Assolto da ogni accusa, torna a lavorare all'Inps

Luigi Lanni era stato sospeso da servizio nel 2012 dopo la condanna in primo grado, poi cancellata

Benevento.  

L'incubo, per lui, era iniziato nel 2009. Quando era rimasto invischiato, con altre persone, in un'indagine della guardia di finanza su una truffa che sarebbe stata commessa, attraverso l'inserimento nei sistemi informativi di contributi che non sarebbero mai stati versati, e di maggiorazioni di pensioni, ai danni dell'Inps. L'Istituto di cui è dipendente, per il quale Luigi Lanni, ora 57enne, di Montesarchio, ha ripreso in queste ore a lavorare presso la sede di Benevento.

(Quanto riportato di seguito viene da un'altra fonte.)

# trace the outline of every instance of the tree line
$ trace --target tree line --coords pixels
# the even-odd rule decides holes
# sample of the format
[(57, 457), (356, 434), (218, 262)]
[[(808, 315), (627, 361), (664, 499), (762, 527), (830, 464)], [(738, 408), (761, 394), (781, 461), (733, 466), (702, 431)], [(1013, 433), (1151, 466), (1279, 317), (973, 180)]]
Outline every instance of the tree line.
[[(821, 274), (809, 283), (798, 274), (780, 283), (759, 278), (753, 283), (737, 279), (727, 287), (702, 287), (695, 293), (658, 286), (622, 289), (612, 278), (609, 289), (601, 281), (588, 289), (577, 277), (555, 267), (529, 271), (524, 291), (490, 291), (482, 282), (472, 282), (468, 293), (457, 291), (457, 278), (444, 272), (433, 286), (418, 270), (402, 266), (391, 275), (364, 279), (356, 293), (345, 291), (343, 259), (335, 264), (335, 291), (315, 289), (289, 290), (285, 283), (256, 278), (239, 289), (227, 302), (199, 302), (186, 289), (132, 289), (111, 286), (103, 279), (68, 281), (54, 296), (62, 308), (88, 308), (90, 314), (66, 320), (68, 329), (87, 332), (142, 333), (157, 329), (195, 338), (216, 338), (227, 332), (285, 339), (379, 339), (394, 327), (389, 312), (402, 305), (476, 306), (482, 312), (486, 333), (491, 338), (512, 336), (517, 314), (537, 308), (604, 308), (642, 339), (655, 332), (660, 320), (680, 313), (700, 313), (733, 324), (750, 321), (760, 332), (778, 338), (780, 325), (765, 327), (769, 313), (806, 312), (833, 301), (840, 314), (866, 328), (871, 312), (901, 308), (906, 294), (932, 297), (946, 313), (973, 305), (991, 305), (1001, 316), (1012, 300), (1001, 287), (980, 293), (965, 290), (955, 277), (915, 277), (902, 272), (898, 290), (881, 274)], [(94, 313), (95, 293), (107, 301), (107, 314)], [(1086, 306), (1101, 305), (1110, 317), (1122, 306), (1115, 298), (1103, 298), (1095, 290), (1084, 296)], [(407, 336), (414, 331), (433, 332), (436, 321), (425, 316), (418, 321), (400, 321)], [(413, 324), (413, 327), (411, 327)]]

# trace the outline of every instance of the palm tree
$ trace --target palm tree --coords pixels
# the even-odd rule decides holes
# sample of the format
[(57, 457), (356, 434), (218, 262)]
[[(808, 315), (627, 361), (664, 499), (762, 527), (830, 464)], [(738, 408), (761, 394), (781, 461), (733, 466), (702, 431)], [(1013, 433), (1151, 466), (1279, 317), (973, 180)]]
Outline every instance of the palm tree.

La sospensione cautelare dal servizio, disposta dopo la condanna in primo grado nel giugno 2012, è stata infatti revocata. Perchè, nel frattempo, Luigi Lanni, difeso dagli avvocati Alfonso Furgiuele e Paolo Piccialli, dopo aver rinunciato alla prescrizione, è stato assolto da tutte le accuse per non aver commesso il fatto. E' la sentenza pronunciata dalla Corte di appello il 7 novembre del 2016, quando era stata cassata la pena di 5 anni ( e tutte le statuizioni civili) che gli era stata inflitta in primo grado il 28 giugno di cinque anni fa.

Nella stessa occasione i giudici avevano invece dichiarato il non doversi procedere, per intervenuta prescrizione dei reati loro ascritti, nei confronti di altri sei imputati anche loro condannati dal Tribunale sannita: altri due impiegati Inps (6 e 4 anni), due intermediari (4 anni) e altrettanti beneficiari di pensioni non spettanti (1 anno e 4 mesi).